The Parables of the Kingdom of Heaven

 •  2 min. read  •  grade level: 10
 
Our Lord's parables of the Kingdom of Heaven, in Matt. 13, show the same downward tendency in relation to what is committed by God to man in responsibility. All is corrupted and debased.
The first thing we find in these parables is the masterstroke of Satan in introducing mere empty profession and worse among the ranks of the true believers. We find the enemy sowing tares among the wheat; in other words, "the children of the wicked one" are seen alongside "the children of the kingdom" (Matt. 13:38).
This prepared the way for further declension as seen in the parable of the mustard seed. "The least of all seeds" becomes "the greatest among herbs," "a tree," an abortion, a monstrosity, "the birds of the air," symbolizing evil, lodging in the branches thereof (Matt. 13:32).

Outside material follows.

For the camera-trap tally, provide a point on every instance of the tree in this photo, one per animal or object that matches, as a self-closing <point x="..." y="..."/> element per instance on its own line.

This sets forth the aim of mere religionists desiring to be great in the earth where their professed Lord was rejected and cast out, the opposite of the kingdom of heaven, where "the meek shall inherit the earth." This pretension to earthly splendor and ecclesiastical and political power is seen in its fullest development in the Romish Church with its popes, cardinals, bishops, abbots, monks, prioresses, nuns, stretching its tentacles over the countries of the world, seeking to be higher than the kings of the earth.
Lastly we have the parable of the woman hiding leaven in three measures of meal till the whole was leavened. This sets forth the gradual introduction of evil doctrine undermining the teaching of the pure Word of God (Matt. 13:33). Leaven in Scripture is always symbolic of evil, and here is no exception to the rule.
The sowing of the tares is bad.
The pretentiousness of the tree springing from "the least of all seeds" is bad.
The introduction of leaven in the three measures of meal symbolizes what is bad.